Ich merke, wie die Krise mir Energie entzieht. Der Schwung ist weg, alles lähmt mich. Was ich vor habe, kann ich ja auf morgen verschieben, oder gleich lassen. Menschen um mich herum inspirieren mich, fordern mich, ich brauche sie. Und jetzt sind sie weg. Telefonate gleichen das nicht aus. Und so werde ich, die von und mit Interaktionen lebt, aggressiv. Und kann mich selbst nicht leiden.
Die Sonne scheint wie blöd. Ich habe meine Blumentöpfe vor die Haustür gestellt, allerdings in Wannen. So dass ich sie schnell wieder herein holen kann, wenn es friert. Gestern habe ich festgestellt, dass Friedhofsgärtnereien geöffnet haben dürfen. So habe ich jetzt doch meine Tulpenstrauss und blühende Ranunkeln.
Die eingeflogenen Erntearbeiter beschäftigen mich. In Rumänien stehen sie stundenlang dicht an dicht am Flughafen. Kein Sicherheitsabstand. In Ungarn wurden darauf hin die Flüge gestoppt. Chaos überall.
Dabei bekommen sie nicht viel, pro Kilo grünem Spargel 50 Cent. Bei weißem Spargel ist es etwas mehr. Dann müssen sie noch Unterkunft und Verpflegung davon bezahlen. Quelle
Zuerst dachte ich, jetzt können ja die Leute aus der Gastronomie und den Hotels in der Pfalz und anderswo eingesetzt werden. Doch davon spricht keiner mehr. Es seinen ja Spezialkräfte, man könne da nicht jeden nehmen. Zu dem Preis. Doch wird der Spargel aus Frankreich und Spanien auch nur von Fachkräften gestochen? Ich kann mich erinnern, dass im Süden Spaniens viele Schwarzafrikaner auf den Feldern und in den Folientunneln waren.

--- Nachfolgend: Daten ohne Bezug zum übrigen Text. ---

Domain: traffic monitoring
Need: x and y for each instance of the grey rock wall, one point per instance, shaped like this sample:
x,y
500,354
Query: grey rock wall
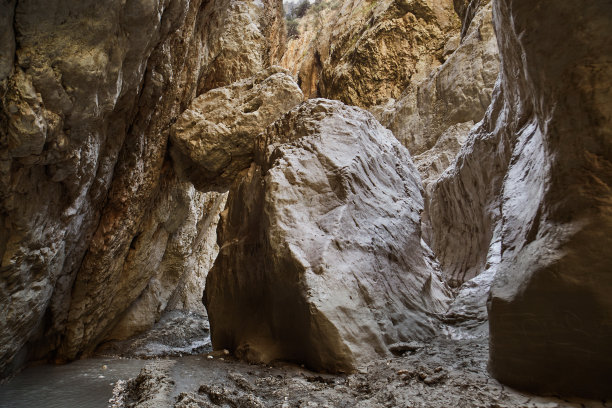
x,y
91,210
321,256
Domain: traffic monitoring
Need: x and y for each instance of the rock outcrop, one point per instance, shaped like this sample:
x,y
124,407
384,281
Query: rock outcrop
x,y
550,309
537,173
321,256
214,138
434,116
90,207
363,52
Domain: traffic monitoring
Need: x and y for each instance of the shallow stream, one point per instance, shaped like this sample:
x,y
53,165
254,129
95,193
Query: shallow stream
x,y
82,384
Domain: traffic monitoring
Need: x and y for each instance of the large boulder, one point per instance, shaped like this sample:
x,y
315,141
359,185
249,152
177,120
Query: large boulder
x,y
321,256
213,139
92,216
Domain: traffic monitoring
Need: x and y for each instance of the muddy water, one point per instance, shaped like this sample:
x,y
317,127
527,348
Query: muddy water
x,y
83,384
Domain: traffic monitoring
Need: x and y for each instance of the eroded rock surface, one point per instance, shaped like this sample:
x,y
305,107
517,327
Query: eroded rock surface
x,y
92,215
363,52
321,256
550,309
538,212
433,117
215,137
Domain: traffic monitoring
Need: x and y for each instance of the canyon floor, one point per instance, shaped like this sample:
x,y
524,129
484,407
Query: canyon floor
x,y
449,371
443,373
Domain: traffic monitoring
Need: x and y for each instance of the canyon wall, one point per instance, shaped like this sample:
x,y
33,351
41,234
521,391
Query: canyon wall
x,y
321,258
537,174
94,218
550,309
365,52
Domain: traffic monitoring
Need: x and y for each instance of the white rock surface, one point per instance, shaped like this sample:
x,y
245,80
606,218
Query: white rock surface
x,y
321,256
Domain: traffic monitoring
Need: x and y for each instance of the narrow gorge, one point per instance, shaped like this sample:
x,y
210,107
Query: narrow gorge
x,y
328,203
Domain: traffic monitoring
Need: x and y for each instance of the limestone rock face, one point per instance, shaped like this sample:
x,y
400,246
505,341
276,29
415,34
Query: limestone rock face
x,y
321,256
364,52
88,95
537,173
550,309
434,116
214,137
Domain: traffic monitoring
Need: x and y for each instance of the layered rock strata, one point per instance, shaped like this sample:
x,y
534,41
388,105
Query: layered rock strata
x,y
537,171
364,52
90,207
434,116
213,139
550,309
321,256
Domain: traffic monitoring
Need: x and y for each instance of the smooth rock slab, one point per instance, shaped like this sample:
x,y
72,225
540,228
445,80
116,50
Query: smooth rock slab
x,y
321,256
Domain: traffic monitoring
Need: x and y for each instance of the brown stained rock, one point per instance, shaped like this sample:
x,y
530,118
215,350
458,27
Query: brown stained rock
x,y
363,52
537,174
550,308
214,137
434,116
321,259
92,216
136,240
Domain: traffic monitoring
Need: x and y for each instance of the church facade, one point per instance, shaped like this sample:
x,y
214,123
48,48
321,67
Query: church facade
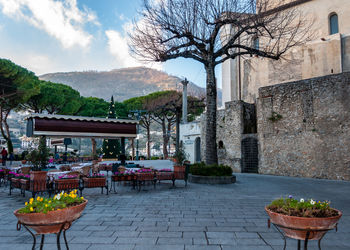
x,y
292,116
328,53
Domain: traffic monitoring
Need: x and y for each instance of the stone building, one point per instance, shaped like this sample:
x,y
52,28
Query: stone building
x,y
291,117
328,53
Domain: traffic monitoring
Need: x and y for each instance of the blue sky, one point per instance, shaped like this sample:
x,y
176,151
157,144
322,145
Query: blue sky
x,y
48,36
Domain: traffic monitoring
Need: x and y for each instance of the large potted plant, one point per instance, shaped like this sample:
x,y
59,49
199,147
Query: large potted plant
x,y
303,219
48,215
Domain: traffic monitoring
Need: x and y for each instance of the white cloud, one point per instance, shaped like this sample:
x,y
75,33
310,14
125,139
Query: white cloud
x,y
62,20
118,47
38,63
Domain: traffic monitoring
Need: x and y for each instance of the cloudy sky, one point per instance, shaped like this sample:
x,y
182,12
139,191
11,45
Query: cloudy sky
x,y
48,36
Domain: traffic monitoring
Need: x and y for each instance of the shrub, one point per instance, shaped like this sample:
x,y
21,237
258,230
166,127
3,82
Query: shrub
x,y
302,208
210,170
58,202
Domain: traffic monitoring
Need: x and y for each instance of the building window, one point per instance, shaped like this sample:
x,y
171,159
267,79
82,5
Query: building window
x,y
333,24
256,43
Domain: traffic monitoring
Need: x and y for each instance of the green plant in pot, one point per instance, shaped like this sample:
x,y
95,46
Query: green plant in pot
x,y
46,215
39,157
303,219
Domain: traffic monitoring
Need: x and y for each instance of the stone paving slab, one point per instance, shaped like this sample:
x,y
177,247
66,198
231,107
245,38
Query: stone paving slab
x,y
216,217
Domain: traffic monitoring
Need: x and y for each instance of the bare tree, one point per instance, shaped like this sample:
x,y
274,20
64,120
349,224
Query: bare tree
x,y
213,31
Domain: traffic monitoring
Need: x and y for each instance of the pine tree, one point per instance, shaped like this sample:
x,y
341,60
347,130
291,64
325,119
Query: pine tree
x,y
111,147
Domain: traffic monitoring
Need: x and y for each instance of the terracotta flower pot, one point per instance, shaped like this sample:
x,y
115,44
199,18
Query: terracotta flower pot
x,y
303,223
68,214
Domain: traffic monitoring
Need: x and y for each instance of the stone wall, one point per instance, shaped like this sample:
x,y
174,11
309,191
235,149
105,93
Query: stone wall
x,y
309,135
229,134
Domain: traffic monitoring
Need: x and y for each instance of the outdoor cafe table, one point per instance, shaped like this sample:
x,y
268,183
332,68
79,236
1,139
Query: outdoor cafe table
x,y
55,175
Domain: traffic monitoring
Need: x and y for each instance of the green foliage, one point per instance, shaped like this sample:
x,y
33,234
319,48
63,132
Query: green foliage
x,y
39,157
302,208
16,80
17,85
210,170
58,202
111,148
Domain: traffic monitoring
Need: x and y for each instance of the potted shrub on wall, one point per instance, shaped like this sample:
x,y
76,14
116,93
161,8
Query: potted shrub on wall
x,y
180,157
303,219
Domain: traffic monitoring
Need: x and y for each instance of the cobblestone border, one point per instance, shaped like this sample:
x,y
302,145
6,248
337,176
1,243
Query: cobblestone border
x,y
211,179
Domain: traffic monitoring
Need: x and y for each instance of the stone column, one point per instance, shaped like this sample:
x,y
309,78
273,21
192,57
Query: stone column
x,y
184,101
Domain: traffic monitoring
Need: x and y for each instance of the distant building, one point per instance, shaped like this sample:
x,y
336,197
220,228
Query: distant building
x,y
191,141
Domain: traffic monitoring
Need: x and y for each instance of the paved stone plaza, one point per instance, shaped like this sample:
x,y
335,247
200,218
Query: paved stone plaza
x,y
196,217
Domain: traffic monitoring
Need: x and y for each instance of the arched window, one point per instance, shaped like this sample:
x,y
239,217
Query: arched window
x,y
333,24
256,43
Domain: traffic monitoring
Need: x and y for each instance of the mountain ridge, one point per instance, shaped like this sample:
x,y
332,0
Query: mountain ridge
x,y
122,83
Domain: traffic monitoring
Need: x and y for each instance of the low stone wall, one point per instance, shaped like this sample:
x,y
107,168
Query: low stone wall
x,y
304,128
211,179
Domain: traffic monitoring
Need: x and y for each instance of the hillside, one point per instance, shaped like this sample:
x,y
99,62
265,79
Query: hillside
x,y
122,83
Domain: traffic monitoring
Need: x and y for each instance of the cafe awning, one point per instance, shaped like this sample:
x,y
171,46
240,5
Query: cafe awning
x,y
79,126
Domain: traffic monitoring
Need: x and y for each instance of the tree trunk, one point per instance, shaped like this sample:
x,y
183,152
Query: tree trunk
x,y
93,142
169,134
5,129
165,140
178,117
211,156
148,143
132,149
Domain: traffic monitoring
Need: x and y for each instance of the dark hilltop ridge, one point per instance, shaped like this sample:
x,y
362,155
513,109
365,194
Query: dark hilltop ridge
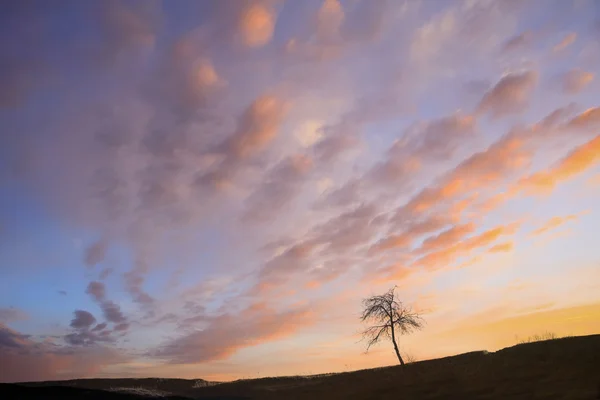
x,y
567,368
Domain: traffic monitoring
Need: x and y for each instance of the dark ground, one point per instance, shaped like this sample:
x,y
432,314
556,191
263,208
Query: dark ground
x,y
557,369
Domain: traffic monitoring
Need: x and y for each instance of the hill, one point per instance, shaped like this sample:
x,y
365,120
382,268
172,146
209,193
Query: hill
x,y
567,368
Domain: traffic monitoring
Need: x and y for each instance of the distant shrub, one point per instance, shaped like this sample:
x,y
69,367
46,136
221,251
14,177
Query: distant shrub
x,y
539,337
140,391
409,357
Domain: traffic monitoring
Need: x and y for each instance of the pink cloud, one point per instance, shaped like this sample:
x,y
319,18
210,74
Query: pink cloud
x,y
222,337
510,95
576,162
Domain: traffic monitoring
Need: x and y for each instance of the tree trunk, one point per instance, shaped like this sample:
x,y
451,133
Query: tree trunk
x,y
396,346
397,352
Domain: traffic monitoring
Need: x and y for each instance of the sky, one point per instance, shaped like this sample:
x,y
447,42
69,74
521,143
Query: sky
x,y
208,189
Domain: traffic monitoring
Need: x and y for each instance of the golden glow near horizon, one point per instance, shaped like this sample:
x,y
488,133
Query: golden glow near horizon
x,y
208,189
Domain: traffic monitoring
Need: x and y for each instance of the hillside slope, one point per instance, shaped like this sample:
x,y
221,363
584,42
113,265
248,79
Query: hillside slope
x,y
566,368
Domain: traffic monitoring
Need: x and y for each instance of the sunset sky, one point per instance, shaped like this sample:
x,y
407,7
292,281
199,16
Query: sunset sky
x,y
208,189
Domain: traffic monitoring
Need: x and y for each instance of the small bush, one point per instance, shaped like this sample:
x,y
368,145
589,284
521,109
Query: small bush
x,y
539,337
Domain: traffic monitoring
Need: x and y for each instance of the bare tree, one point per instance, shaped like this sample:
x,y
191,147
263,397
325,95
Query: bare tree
x,y
388,316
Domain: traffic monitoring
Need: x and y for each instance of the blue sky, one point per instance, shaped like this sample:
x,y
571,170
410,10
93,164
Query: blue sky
x,y
190,187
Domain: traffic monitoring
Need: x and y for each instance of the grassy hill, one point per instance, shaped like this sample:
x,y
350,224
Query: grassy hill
x,y
566,368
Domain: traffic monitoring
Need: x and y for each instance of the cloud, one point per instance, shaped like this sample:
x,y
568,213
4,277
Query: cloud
x,y
97,290
256,128
448,256
281,184
257,23
12,314
575,80
565,42
586,121
577,161
127,26
110,310
448,237
39,361
510,95
95,253
502,247
82,320
553,223
424,143
411,232
518,42
223,338
329,20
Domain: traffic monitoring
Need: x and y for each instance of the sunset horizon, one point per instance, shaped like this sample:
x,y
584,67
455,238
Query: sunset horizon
x,y
210,189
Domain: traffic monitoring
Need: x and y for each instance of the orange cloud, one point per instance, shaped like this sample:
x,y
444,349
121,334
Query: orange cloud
x,y
587,120
553,223
409,234
258,126
502,248
448,237
449,255
257,24
576,162
222,337
576,80
329,20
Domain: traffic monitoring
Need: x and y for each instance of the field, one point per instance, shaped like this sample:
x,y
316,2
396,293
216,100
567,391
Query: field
x,y
567,368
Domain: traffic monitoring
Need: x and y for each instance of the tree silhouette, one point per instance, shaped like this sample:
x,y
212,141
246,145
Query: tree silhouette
x,y
388,316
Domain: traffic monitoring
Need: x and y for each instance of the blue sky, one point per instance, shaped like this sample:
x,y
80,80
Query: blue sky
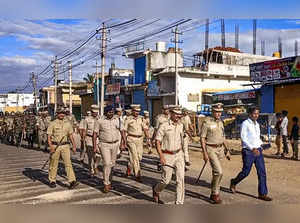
x,y
29,38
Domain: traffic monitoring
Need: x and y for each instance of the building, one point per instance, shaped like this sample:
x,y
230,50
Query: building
x,y
214,70
279,82
15,102
47,96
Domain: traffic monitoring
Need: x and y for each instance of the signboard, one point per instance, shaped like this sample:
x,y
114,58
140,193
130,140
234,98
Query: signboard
x,y
193,97
112,89
153,89
275,69
242,95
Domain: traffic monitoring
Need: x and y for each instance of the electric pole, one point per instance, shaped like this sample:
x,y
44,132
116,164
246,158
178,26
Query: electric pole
x,y
55,83
103,52
176,41
70,87
33,78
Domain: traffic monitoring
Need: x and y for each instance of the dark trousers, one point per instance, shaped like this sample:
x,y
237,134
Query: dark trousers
x,y
248,160
285,145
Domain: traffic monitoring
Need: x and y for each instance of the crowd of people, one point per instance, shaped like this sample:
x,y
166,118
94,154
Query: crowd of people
x,y
104,138
283,136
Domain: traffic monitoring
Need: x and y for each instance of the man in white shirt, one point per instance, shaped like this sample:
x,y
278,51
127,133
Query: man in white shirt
x,y
284,127
252,154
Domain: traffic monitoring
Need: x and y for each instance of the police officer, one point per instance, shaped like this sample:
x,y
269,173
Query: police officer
x,y
108,131
134,127
30,127
60,133
169,146
187,124
83,144
212,142
87,129
151,130
119,117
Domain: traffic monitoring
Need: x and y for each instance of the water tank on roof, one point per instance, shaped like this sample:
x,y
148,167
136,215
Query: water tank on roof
x,y
161,46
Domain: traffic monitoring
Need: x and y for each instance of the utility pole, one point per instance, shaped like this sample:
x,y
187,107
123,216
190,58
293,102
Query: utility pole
x,y
223,33
103,52
263,45
70,87
254,36
55,83
33,78
176,41
206,34
280,47
237,30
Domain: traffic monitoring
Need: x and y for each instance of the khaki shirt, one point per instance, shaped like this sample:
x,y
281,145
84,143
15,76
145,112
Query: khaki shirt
x,y
186,121
135,126
58,129
88,124
160,119
213,131
107,130
170,135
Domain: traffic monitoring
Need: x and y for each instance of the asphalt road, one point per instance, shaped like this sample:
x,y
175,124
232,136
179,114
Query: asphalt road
x,y
23,182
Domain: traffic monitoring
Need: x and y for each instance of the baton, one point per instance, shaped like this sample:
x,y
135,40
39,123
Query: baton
x,y
197,181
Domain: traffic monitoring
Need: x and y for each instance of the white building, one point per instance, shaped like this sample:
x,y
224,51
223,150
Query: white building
x,y
213,71
15,100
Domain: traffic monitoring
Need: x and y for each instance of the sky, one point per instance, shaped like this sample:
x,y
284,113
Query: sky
x,y
31,37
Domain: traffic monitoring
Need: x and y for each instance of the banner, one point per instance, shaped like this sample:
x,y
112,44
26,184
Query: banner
x,y
112,89
285,68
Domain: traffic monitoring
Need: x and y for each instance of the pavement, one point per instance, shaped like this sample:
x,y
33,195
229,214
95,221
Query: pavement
x,y
22,181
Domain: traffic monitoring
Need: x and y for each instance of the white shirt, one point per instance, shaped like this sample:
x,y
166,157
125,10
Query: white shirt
x,y
250,134
284,125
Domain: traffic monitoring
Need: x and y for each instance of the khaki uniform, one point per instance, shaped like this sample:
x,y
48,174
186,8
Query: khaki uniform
x,y
186,121
134,128
42,124
59,130
213,131
108,131
171,137
88,124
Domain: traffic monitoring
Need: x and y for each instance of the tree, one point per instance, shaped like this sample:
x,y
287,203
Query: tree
x,y
89,78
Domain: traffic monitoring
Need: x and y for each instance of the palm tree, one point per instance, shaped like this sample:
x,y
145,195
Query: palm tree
x,y
89,78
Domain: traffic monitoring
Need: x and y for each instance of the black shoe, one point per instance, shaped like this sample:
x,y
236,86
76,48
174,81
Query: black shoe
x,y
52,184
73,184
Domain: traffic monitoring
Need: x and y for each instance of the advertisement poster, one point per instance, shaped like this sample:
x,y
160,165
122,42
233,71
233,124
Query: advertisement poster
x,y
275,69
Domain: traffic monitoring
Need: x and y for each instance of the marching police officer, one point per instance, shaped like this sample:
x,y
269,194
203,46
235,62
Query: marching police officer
x,y
134,127
212,142
60,133
169,145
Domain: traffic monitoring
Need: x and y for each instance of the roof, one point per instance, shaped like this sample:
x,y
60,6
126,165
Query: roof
x,y
236,91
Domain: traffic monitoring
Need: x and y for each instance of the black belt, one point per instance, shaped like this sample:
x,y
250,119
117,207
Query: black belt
x,y
110,142
171,152
61,144
215,145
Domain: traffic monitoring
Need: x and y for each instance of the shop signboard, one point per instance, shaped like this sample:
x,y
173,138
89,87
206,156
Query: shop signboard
x,y
285,68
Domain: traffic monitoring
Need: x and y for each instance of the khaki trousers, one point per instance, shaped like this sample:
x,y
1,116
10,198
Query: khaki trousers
x,y
278,142
64,152
135,148
215,156
186,148
176,161
109,156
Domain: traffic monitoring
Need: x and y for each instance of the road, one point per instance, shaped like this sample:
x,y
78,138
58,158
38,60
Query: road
x,y
23,182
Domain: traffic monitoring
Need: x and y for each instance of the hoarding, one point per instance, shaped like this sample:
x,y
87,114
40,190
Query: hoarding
x,y
113,89
285,68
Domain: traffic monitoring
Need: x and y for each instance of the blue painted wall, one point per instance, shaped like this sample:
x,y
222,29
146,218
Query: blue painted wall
x,y
139,98
140,70
267,99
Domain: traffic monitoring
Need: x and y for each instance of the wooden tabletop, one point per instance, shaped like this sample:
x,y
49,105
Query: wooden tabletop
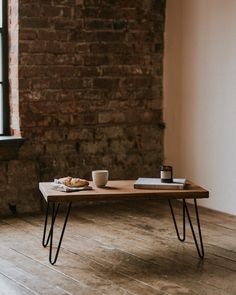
x,y
118,190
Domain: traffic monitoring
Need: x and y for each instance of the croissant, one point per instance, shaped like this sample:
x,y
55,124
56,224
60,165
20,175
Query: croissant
x,y
73,182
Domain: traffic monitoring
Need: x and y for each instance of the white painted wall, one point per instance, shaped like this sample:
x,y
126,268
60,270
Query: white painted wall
x,y
200,96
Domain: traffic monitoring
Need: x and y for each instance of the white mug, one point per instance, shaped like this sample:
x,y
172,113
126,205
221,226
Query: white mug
x,y
100,177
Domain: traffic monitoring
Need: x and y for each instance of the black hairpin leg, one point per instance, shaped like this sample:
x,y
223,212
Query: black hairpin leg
x,y
200,248
175,224
50,234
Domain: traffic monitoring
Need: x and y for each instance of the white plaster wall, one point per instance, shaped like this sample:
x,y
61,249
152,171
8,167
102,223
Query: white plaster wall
x,y
200,96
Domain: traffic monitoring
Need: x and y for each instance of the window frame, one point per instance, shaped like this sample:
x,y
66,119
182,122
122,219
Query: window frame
x,y
5,69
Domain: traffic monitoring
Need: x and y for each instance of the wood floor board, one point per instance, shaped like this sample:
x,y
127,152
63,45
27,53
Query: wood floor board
x,y
120,249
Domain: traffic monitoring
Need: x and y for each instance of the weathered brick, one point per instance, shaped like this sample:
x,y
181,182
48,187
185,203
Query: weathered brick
x,y
89,92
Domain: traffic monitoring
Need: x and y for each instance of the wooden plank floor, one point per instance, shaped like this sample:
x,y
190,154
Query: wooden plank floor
x,y
119,248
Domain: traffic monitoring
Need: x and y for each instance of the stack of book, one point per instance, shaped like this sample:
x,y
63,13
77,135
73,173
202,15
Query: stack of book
x,y
155,183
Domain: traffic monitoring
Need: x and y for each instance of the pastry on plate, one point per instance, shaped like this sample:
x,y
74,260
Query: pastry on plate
x,y
74,182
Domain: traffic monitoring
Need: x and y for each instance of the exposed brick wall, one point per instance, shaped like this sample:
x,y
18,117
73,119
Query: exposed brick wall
x,y
90,90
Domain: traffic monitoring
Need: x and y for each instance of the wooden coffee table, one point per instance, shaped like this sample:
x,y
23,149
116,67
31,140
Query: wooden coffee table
x,y
120,190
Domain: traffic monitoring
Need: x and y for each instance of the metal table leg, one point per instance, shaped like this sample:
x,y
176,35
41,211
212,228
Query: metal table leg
x,y
45,240
200,248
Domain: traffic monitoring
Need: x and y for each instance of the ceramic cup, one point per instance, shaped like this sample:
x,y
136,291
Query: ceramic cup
x,y
100,177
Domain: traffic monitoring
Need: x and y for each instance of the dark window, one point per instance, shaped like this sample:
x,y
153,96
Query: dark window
x,y
4,122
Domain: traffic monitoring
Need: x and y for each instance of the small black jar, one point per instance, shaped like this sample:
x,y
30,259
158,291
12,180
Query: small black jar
x,y
166,174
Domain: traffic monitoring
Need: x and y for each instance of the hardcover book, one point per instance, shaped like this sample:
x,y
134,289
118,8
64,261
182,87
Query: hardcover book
x,y
155,183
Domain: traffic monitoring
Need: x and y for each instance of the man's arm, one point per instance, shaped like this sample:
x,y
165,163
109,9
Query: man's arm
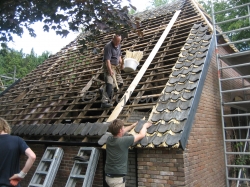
x,y
128,128
31,159
121,63
108,64
142,132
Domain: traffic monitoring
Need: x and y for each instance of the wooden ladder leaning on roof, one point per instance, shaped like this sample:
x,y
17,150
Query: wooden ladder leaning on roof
x,y
143,69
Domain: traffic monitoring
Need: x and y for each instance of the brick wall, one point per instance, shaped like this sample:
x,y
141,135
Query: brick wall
x,y
160,167
201,164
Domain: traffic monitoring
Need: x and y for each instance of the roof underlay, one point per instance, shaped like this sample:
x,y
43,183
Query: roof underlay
x,y
60,98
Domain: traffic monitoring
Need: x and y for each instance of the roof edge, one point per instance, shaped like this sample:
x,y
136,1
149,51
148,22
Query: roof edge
x,y
193,109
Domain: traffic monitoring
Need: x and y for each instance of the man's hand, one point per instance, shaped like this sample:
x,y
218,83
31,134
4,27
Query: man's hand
x,y
111,72
15,179
147,124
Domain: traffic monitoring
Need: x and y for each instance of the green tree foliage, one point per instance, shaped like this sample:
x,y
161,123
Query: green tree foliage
x,y
24,63
231,14
93,15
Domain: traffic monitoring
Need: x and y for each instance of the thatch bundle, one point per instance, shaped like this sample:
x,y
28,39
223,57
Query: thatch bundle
x,y
137,55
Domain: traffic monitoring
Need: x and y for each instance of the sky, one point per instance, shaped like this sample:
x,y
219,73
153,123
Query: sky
x,y
49,41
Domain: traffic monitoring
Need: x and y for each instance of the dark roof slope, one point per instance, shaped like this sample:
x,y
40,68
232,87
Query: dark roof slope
x,y
64,89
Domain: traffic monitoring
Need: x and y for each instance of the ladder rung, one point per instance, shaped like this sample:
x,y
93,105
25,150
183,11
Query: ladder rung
x,y
233,78
231,31
239,166
235,90
42,172
236,115
81,162
77,176
235,66
234,19
238,153
238,41
233,55
35,185
237,102
236,7
239,127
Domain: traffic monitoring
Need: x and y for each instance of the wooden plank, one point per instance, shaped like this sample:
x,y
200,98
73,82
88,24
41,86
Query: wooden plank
x,y
143,69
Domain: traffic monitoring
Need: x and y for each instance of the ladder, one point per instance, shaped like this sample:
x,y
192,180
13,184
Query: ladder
x,y
234,87
46,171
83,171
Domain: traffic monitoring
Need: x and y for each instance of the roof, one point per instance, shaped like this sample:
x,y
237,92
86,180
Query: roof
x,y
60,97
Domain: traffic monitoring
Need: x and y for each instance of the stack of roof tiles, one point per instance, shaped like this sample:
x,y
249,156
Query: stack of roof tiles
x,y
60,97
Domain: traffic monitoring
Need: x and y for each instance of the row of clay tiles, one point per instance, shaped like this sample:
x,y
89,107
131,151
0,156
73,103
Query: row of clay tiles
x,y
173,108
36,91
52,59
87,117
49,79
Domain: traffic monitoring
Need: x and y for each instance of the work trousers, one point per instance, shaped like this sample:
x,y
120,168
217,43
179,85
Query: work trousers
x,y
109,80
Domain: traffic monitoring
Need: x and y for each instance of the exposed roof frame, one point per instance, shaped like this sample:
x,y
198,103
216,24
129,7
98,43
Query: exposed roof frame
x,y
143,69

Auf La Palma lebten zwischen den Bananenstauden dunkelhäutige Menschen in Hütten aus Brettern und Folien.
Fände sich wirklich niemand anderes mehr für etwas mehr Geld? Erntehelfer war doch früher ein Studentenjob. 9.35€ beträgt jetzt der Stundenlohn, für Unterkunft und Essen sind ca. 12.50€ fällig. Wieviel sie an die Vermittler abgeben müssen, weiß ich nicht. Saisonarbeit in Deutschland
Im Internet sieht man jetzt die ausgehobenen Massengräber auf einer Insel vor New York. Weiße Kiste an weißer Kiste. Das tut weh. Einfach schnell weg. Vor Jahren bin ich über einen Friedhof gegangen, der an ein Konzentrationslager im Moor angeschlossen war. 5000 Gräber gab es da. Und es dauert sehr lange, diese abzulaufen.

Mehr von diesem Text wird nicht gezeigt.